Por que Clarice Lispector fascina tanta gente?
Da máquina de escrever às redes sociais, escritora conquista gerações como símbolo de atemporalidade, seja por dar nome aos afetos ou por provocar reflexões existenciais de forma única
“Liberdade é pouco. O que desejo ainda não tem nome.”
“Passei a vida tentando corrigir os erros que cometi na minha ânsia de acertar.”
“Renda-se, como eu me rendi. Mergulhe no que você não conhece.”
Ao bater os olhos nessas frases é quase impossível não reconhecer a autora: Clarice Lispector. Seja pelo jeito único da escritora de passar mensagens reflexivas em pequenos trechos ou por ser replicada incansavelmente nas redes sociais.

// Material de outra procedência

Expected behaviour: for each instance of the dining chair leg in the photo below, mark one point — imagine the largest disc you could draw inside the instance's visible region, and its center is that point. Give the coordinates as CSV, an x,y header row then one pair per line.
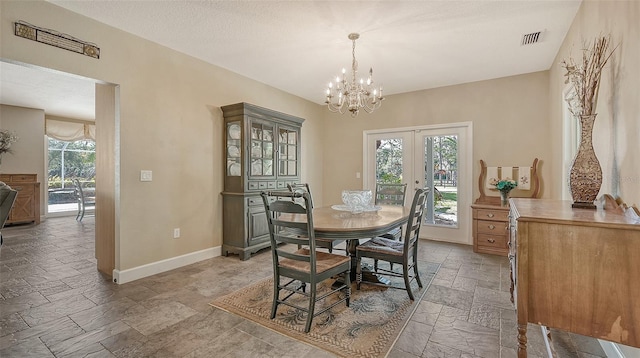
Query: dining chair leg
x,y
415,272
347,282
312,304
358,272
407,282
276,293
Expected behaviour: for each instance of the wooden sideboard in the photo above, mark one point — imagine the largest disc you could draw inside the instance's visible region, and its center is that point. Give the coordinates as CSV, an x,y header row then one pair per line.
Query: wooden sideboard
x,y
575,270
490,228
490,219
27,205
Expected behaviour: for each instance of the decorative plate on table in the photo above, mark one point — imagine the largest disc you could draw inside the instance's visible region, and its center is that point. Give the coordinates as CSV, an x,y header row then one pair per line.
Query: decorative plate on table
x,y
346,208
234,131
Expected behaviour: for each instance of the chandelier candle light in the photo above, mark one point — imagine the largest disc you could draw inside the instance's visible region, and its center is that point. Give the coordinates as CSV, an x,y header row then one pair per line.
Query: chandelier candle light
x,y
351,96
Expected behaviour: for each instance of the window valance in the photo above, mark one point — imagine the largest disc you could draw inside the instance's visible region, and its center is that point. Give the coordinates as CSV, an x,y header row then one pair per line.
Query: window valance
x,y
70,131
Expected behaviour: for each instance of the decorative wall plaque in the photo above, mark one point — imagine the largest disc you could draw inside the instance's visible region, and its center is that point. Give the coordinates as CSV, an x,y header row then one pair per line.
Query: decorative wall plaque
x,y
57,39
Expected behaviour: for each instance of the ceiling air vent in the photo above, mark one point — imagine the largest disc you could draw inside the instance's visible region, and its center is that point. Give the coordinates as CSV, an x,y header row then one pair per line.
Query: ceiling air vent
x,y
530,39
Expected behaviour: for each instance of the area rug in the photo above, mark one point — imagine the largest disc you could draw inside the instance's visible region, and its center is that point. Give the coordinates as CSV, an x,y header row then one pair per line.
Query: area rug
x,y
368,328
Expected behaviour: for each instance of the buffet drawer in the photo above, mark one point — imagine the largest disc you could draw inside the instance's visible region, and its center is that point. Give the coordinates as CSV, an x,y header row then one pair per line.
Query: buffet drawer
x,y
492,227
494,241
488,214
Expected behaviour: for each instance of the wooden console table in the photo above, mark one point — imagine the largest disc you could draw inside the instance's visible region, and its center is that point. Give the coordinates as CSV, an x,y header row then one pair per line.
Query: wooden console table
x,y
575,270
490,219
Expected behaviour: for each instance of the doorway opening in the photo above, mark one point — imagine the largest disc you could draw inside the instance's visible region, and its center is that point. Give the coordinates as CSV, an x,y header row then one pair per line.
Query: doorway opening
x,y
437,158
70,163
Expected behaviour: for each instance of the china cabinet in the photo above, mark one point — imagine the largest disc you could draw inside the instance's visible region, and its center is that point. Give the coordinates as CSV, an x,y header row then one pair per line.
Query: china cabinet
x,y
261,152
26,208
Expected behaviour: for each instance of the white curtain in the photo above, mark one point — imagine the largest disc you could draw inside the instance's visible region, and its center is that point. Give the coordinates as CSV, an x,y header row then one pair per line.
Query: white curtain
x,y
70,131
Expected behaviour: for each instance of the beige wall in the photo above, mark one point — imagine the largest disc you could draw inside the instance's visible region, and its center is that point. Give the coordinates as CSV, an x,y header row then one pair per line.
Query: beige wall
x,y
617,127
509,118
170,123
28,152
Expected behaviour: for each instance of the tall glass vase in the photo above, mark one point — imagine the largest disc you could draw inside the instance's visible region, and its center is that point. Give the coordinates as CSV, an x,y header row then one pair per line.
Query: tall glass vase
x,y
585,176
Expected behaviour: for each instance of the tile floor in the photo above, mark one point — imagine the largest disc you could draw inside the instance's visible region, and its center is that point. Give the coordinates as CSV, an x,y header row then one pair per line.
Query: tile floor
x,y
53,303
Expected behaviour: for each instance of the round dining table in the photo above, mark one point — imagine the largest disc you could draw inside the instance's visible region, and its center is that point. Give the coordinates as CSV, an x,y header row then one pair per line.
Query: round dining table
x,y
330,223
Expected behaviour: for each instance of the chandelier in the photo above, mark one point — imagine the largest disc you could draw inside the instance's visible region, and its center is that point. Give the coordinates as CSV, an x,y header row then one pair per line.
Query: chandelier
x,y
352,96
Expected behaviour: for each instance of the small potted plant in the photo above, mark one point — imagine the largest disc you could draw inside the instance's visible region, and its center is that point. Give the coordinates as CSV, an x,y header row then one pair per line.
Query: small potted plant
x,y
6,139
504,186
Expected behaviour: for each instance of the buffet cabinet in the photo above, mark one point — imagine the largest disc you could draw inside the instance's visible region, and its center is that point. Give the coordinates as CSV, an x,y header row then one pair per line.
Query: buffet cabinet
x,y
26,208
490,229
575,270
261,153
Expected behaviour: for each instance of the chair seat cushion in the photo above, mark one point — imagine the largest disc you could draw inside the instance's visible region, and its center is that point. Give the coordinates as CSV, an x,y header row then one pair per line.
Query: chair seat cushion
x,y
324,261
380,244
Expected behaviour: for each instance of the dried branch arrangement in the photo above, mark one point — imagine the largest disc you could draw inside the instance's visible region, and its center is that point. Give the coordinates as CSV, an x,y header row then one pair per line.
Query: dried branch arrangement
x,y
585,77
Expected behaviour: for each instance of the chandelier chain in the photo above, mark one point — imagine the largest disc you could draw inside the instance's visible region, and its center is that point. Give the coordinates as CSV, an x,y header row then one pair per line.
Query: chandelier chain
x,y
353,96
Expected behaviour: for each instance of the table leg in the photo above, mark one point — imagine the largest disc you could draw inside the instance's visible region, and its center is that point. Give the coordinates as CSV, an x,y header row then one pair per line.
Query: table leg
x,y
368,274
522,340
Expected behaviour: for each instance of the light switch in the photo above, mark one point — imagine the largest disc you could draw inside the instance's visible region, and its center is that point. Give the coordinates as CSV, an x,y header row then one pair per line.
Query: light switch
x,y
146,175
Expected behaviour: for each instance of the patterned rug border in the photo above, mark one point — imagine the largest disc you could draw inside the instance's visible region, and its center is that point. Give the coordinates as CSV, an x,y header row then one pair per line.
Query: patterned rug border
x,y
381,347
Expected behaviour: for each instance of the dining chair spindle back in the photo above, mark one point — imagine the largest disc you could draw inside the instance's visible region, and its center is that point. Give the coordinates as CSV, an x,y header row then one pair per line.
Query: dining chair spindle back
x,y
292,271
401,252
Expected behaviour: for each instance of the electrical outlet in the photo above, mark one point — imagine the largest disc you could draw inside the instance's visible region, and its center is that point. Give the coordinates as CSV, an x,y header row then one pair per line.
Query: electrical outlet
x,y
146,175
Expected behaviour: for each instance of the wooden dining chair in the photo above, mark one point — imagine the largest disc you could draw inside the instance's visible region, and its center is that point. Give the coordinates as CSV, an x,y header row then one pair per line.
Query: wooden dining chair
x,y
306,266
320,242
391,194
85,202
400,252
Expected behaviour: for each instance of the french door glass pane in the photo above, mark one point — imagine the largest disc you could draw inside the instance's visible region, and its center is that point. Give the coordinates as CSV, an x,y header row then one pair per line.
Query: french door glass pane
x,y
68,161
389,160
442,152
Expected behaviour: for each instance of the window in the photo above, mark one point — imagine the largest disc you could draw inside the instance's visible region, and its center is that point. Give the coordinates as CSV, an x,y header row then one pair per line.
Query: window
x,y
68,161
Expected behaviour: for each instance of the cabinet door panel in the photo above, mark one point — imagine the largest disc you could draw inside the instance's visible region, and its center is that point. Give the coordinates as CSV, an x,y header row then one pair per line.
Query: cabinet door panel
x,y
258,227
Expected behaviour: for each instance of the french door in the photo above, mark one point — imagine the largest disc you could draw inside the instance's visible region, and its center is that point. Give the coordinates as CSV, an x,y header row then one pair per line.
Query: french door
x,y
433,157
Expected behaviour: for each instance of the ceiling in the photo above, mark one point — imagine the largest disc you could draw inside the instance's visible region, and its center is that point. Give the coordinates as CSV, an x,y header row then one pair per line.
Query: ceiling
x,y
299,46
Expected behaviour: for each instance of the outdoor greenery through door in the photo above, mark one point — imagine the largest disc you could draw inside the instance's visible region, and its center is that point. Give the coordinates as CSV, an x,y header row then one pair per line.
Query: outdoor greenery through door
x,y
69,161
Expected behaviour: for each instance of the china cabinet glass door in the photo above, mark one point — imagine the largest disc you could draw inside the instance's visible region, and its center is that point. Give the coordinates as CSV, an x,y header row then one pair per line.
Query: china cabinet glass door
x,y
262,139
234,149
288,152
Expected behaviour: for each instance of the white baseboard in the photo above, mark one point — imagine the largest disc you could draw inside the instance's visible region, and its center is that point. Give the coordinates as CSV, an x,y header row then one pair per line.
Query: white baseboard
x,y
611,349
157,267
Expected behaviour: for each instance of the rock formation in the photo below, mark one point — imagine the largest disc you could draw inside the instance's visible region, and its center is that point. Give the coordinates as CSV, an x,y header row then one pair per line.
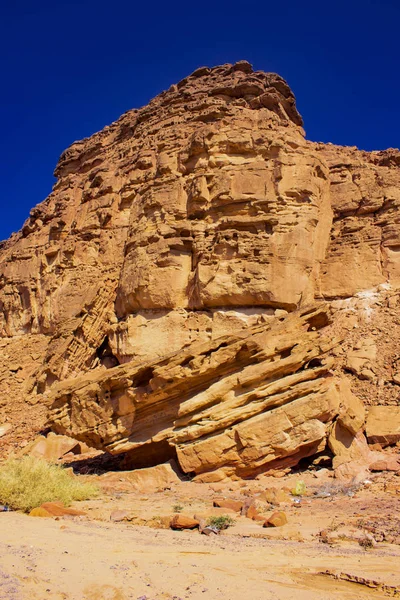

Se houvesse uma enquete para votar no autor ou autora com mais citações na internet, provavelmente Clarice Lispector estaria na liderança. Talvez ao lado de Caio Fernando Abreu? Não sabemos. Inclusive, muitas frases que ela não escreveu ou disse são espalhadas com sua assinatura (mas essa polêmica fica para depois).
Por que Clarice Lispector é esse fenômeno?
Obra de Clarice atravessa gerações e continua atual
A rica literatura brasileira tem nomes atemporais. Clarice é, sem dúvidas, um deles. Um espectro de pensamentos e divagações que atravessa gerações e resiste ao tempo. A escritora morreu em 9 de dezembro de 1977 — quase meio século atrás. Um dia antes do seu aniversário, quando completaria 57 anos. Logo Clarice, que sempre entrelaçou a vida e a morte em palavras.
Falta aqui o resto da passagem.